Database Indexing In Depth
Every software engineer working with any Database should have used indexing at some time. It's crucial to understand how indexing works. Indexing done correctly can give substantial performance gains with minimal effort. In this article, I will discuss indexing in relational databases, particularly PostgreSQL.
Indexes are data structures that allow faster retrieval of rows from a table. They are physically stored separately from the table data objects. An index data structure contains a copy of specific data in the table, organized specifically to facilitate faster searches. These Indexes can be stored in memory or on disk.
Primary v/s Secondary Indexes
Primary key, also called clustered indexes, helps organize the table so that order is maintained by this key at the write time. MySQL has to have a primary key, while all other indexes are secondary. Oracle has the concept of Index Organised Table (IOT). This means primary key and non-key columns are stored in the same data structure. It speeds up retrieval for exact matches or fetching a sequential range of data.

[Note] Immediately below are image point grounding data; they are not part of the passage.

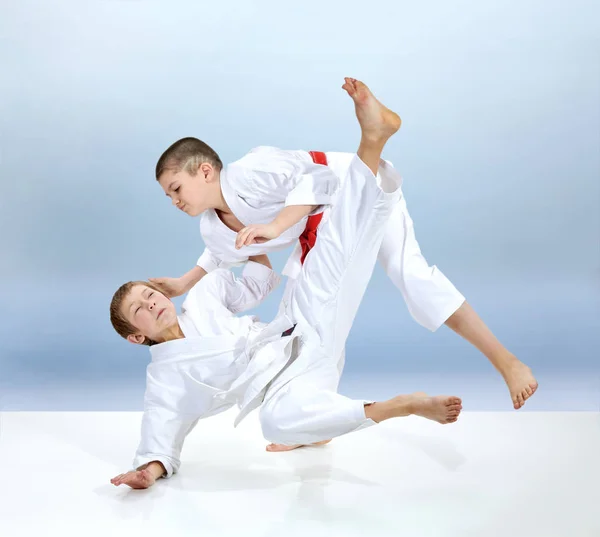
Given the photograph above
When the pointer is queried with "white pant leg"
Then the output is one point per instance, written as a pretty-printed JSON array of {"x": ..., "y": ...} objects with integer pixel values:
[
  {"x": 337, "y": 270},
  {"x": 430, "y": 297},
  {"x": 302, "y": 405}
]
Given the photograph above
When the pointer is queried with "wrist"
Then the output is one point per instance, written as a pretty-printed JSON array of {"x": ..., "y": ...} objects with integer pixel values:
[{"x": 156, "y": 469}]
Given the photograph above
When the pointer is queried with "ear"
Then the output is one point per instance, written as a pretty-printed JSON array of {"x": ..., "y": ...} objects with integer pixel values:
[
  {"x": 138, "y": 339},
  {"x": 207, "y": 171}
]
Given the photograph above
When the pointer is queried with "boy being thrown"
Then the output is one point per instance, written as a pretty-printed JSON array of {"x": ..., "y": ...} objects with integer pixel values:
[
  {"x": 208, "y": 360},
  {"x": 274, "y": 192}
]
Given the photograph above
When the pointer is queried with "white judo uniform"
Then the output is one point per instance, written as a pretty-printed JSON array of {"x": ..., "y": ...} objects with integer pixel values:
[
  {"x": 226, "y": 360},
  {"x": 259, "y": 185}
]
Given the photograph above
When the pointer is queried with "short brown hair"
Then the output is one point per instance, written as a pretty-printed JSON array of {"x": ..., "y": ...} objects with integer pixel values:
[
  {"x": 187, "y": 154},
  {"x": 122, "y": 326}
]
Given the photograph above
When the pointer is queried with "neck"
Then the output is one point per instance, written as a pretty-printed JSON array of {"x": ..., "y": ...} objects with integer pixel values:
[
  {"x": 220, "y": 204},
  {"x": 173, "y": 332}
]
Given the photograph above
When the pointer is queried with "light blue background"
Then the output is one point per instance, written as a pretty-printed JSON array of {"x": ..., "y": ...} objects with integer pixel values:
[{"x": 499, "y": 151}]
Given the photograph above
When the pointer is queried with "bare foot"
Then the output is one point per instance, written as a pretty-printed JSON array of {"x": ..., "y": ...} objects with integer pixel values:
[
  {"x": 442, "y": 408},
  {"x": 378, "y": 123},
  {"x": 281, "y": 447},
  {"x": 520, "y": 381}
]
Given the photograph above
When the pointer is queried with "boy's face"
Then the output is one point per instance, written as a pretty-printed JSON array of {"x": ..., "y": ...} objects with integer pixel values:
[
  {"x": 192, "y": 194},
  {"x": 152, "y": 313}
]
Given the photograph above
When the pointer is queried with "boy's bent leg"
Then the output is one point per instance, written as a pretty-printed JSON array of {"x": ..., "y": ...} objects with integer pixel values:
[
  {"x": 433, "y": 301},
  {"x": 518, "y": 377},
  {"x": 429, "y": 296},
  {"x": 305, "y": 411},
  {"x": 337, "y": 270}
]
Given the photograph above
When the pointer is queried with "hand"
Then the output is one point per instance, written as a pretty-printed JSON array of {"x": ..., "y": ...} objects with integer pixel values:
[
  {"x": 140, "y": 479},
  {"x": 170, "y": 287},
  {"x": 256, "y": 234}
]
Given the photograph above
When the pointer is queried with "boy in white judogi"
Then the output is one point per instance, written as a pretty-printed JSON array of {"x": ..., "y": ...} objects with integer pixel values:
[
  {"x": 271, "y": 199},
  {"x": 207, "y": 360}
]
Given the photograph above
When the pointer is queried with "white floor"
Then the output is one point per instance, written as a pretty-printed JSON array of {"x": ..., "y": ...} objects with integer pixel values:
[{"x": 533, "y": 474}]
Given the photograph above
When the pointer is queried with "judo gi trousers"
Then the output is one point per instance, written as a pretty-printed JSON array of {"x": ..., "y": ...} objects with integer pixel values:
[{"x": 301, "y": 404}]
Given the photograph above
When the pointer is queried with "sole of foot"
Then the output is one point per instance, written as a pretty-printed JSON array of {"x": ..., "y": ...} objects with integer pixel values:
[{"x": 378, "y": 123}]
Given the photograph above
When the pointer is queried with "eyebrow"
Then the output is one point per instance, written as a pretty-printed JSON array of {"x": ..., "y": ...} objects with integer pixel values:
[{"x": 134, "y": 302}]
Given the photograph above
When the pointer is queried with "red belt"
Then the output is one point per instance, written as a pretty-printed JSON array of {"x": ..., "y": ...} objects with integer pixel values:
[{"x": 309, "y": 235}]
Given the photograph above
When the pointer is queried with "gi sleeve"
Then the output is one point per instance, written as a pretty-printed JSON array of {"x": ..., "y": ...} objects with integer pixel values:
[
  {"x": 278, "y": 176},
  {"x": 209, "y": 261},
  {"x": 222, "y": 289},
  {"x": 163, "y": 433}
]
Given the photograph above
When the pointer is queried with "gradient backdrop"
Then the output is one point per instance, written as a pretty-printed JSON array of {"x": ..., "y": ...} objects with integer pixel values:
[{"x": 499, "y": 151}]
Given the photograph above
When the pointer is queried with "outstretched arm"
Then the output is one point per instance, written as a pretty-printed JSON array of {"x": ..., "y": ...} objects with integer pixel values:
[
  {"x": 162, "y": 436},
  {"x": 258, "y": 233}
]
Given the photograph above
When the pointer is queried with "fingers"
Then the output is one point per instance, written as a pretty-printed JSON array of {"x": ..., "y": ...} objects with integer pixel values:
[
  {"x": 121, "y": 479},
  {"x": 246, "y": 236}
]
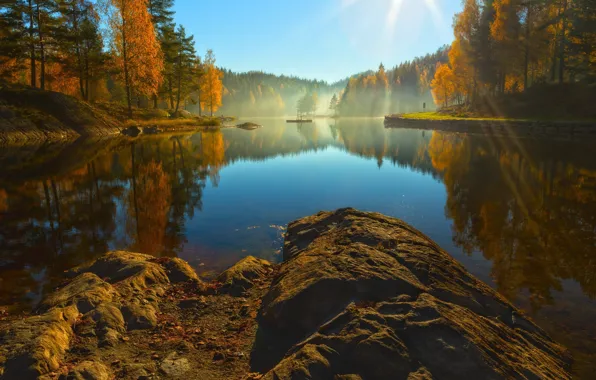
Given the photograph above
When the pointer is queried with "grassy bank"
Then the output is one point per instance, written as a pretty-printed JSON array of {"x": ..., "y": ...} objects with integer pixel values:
[
  {"x": 444, "y": 116},
  {"x": 33, "y": 115},
  {"x": 568, "y": 102}
]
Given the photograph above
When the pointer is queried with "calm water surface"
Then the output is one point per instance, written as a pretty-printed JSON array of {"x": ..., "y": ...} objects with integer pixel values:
[{"x": 519, "y": 214}]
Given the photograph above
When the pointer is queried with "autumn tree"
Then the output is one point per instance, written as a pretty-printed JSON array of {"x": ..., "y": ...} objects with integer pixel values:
[
  {"x": 211, "y": 84},
  {"x": 27, "y": 27},
  {"x": 185, "y": 66},
  {"x": 135, "y": 47},
  {"x": 443, "y": 85},
  {"x": 81, "y": 39},
  {"x": 333, "y": 103},
  {"x": 162, "y": 17}
]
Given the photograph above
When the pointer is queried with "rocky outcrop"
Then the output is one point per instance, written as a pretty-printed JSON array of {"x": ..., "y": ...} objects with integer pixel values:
[
  {"x": 364, "y": 296},
  {"x": 359, "y": 296},
  {"x": 29, "y": 114},
  {"x": 249, "y": 126},
  {"x": 118, "y": 292},
  {"x": 244, "y": 274}
]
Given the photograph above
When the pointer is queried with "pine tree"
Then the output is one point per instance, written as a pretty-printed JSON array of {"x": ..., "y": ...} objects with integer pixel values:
[
  {"x": 136, "y": 48},
  {"x": 211, "y": 84},
  {"x": 162, "y": 17},
  {"x": 82, "y": 40},
  {"x": 333, "y": 104},
  {"x": 13, "y": 37},
  {"x": 184, "y": 67}
]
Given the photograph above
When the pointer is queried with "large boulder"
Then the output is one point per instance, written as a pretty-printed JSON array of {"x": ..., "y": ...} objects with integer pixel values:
[
  {"x": 364, "y": 296},
  {"x": 86, "y": 292},
  {"x": 119, "y": 291},
  {"x": 34, "y": 346},
  {"x": 243, "y": 275}
]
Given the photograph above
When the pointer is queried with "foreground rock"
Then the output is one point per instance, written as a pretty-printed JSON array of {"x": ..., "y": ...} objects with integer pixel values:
[
  {"x": 364, "y": 296},
  {"x": 117, "y": 293},
  {"x": 359, "y": 296},
  {"x": 132, "y": 316}
]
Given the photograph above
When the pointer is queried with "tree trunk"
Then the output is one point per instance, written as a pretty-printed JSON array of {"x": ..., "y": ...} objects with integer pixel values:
[
  {"x": 200, "y": 106},
  {"x": 87, "y": 75},
  {"x": 527, "y": 47},
  {"x": 170, "y": 91},
  {"x": 75, "y": 26},
  {"x": 179, "y": 75},
  {"x": 32, "y": 45},
  {"x": 134, "y": 189},
  {"x": 125, "y": 60},
  {"x": 42, "y": 56}
]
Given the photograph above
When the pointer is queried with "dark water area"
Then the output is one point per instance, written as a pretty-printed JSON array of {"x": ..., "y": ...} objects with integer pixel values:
[{"x": 519, "y": 214}]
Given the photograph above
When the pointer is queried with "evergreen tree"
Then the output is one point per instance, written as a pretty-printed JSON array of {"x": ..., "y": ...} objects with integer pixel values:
[
  {"x": 81, "y": 40},
  {"x": 185, "y": 66},
  {"x": 162, "y": 17}
]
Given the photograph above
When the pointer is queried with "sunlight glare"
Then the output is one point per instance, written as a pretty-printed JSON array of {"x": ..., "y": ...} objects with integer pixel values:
[
  {"x": 393, "y": 13},
  {"x": 435, "y": 12}
]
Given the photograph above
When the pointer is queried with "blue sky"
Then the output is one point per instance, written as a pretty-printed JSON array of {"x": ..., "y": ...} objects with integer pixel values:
[{"x": 322, "y": 39}]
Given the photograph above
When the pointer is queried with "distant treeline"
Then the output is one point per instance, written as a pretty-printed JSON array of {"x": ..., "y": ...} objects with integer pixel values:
[
  {"x": 405, "y": 88},
  {"x": 505, "y": 47},
  {"x": 260, "y": 94}
]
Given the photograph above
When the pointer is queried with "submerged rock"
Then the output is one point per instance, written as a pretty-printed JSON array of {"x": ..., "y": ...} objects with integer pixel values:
[
  {"x": 116, "y": 293},
  {"x": 89, "y": 370},
  {"x": 361, "y": 295},
  {"x": 133, "y": 131},
  {"x": 243, "y": 275},
  {"x": 249, "y": 126}
]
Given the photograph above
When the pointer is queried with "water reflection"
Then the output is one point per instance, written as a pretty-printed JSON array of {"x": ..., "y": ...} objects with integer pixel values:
[{"x": 518, "y": 213}]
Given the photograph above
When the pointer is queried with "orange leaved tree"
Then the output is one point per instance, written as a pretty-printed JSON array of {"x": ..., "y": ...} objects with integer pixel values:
[
  {"x": 443, "y": 85},
  {"x": 211, "y": 85},
  {"x": 136, "y": 48}
]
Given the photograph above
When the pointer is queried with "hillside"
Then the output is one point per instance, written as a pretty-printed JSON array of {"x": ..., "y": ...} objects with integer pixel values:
[{"x": 27, "y": 114}]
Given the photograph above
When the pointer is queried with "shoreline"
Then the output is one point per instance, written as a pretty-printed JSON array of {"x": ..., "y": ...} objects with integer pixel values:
[
  {"x": 32, "y": 116},
  {"x": 358, "y": 294},
  {"x": 500, "y": 127}
]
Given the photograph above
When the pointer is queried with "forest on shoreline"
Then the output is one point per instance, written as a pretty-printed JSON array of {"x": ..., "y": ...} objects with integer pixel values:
[{"x": 132, "y": 52}]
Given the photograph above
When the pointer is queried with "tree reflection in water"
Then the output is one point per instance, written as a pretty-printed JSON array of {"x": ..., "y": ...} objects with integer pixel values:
[{"x": 526, "y": 206}]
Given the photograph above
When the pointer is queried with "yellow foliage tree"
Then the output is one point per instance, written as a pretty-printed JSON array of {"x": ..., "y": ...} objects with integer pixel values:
[
  {"x": 211, "y": 84},
  {"x": 462, "y": 79},
  {"x": 443, "y": 85},
  {"x": 136, "y": 48}
]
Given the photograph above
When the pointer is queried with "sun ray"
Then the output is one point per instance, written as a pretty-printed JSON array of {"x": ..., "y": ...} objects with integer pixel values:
[
  {"x": 393, "y": 13},
  {"x": 435, "y": 12}
]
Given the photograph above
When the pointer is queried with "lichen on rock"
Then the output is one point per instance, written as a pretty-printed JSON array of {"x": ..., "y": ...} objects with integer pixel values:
[
  {"x": 243, "y": 274},
  {"x": 367, "y": 296}
]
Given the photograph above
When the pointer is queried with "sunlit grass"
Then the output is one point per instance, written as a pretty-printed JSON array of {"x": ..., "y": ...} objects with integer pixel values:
[
  {"x": 443, "y": 116},
  {"x": 171, "y": 123},
  {"x": 447, "y": 116}
]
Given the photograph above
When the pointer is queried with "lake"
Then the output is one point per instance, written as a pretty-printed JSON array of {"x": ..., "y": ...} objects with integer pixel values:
[{"x": 519, "y": 214}]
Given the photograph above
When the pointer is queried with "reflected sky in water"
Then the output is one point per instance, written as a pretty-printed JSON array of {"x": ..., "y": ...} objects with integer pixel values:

Secondary Indexes are the ones that are created after data is stored in the table and they are stored separately from the main data area (also called heap in PostgreSQL).
PostgreSQL only supports secondary indexes, which means that data retrieval occurs in two stages: first, row IDs are obtained from the index, and second, other columns' data are fetched from the heap.
PostgreSQL Indexes
- B-tree index: This is PostgreSQL's most commonly used index type. It is based on the B-tree data structure and can be used to index data of any data type.
- Hash index: This index type uses a hash table to index the data. It is helpful for fast equality comparisons but not for range searches or sorting.
- GiST index: This index type is "Generalized Search Tree." It allows for more flexible indexing, including support for indexing data types that do not have a B-tree implementation.
- SP-GiST index
- GIN index: It stands for "Generalized Inverted Index." This should be used for multi-valued data, such as arrays or JSON documents.
In PostgreSQL, you can create an index like this:
sql
CREATE INDEX CONCURRENTLY index_name ON table_name (column_name);
This will create a B-tree index on the specified column of the table.
You can specify a different index type by using the USING clause. For example:
sql
CREATE INDEX CONCURRENTLY index_name ON table_name USING hash (column_name);
This will create a hash index on the specified column.
Note that I used the keyword CONCURRENTLY when creating the index. This tells the database to create the index in the background without affecting active reads/writes on the table.
Covering Indexes
Covering indexes, also called non-key indexes, are ones when you include certain fields in the index that are required in the query but not a part of an index. This prevents an extra call to the table heap from fetching those fields.
Let's understand this with an example. Consider a student_grades table with columns id, name, and grades having the following index:
sql
CREATE INDEX CONCURRENTLY stu_grade_idx ON student_grades (grades) INCLUDE (name);
Query:
sql
SELECT name, grades from student_grades where grades > 8;
In this query, the DB engine retrieves the results from the index instead of visiting the heap, making it an index-only scan. Note that querying on name field will not use this index. The index is on grades, name field is just included to avoid extra heap fetch.
Note: This must be done carefully, or it can significantly increase index size.
There are exceptions to Index-only scan, the DB does an extra heap fetch. I have explained this here.
Composite Index or Multi-Column Index
As the name suggests, the multi-column index is created on multiple fields in a table and should be used on fields included in the where clause of a query. Note that order of the fields in index while creation is important. DB will use index if left side fields are included in query.
For example,
sql
CREATE INDEX CONCURRENTLY stu_grade_idx on student_grades (grades, name);
Consider the following queries:
sql
// Query 1
SELECT * from student_grades where grades > 8;
// Query 2
SELECT * from student_grades where grades > 8 and name = 'shashank';
// Query 3
SELECT * from student_grades where name = 'shashank';
The above index will be used in Query 1 & 2 while not in Query 3.
Partial Index
When you create an index with a where clause on a table, they are called Partial indexes. This index can be useful if you frequently query a large table but only need a subset of the data, based on filter clauses.
For example, if you want to query all students with grades (not null), you can create a partial index on this table.
sql
CREATE INDEX CONCURRENTLY stu_not_null_grade_idx on student_grades (grades, name) WHERE grades <> NULL;
Unique Index
You can create a unique index on a column or combination of columns. This is a useful technique to maintain data integrity in columns by creating uniqueness on a combination of fields that act as a database constraint.
Let's say, from our above example, we want to maintain a unique combination of name and standard, where each can be duplicated individually but not together.
sql
CREATE UNIQUE INDEX uni_student_idx on student_grades (name, standard);
Note that lookups on unique indexes are much faster.
Conclusion
It's important to note that while indexes can improve the performance of specific queries, they can also add overhead to writes and increase the size of the indexes. Large indexes may not fit in memory and can lead to increased IOPS on the DB system. Thus, carefully select which columns to index based on whether the benefits outweigh the costs.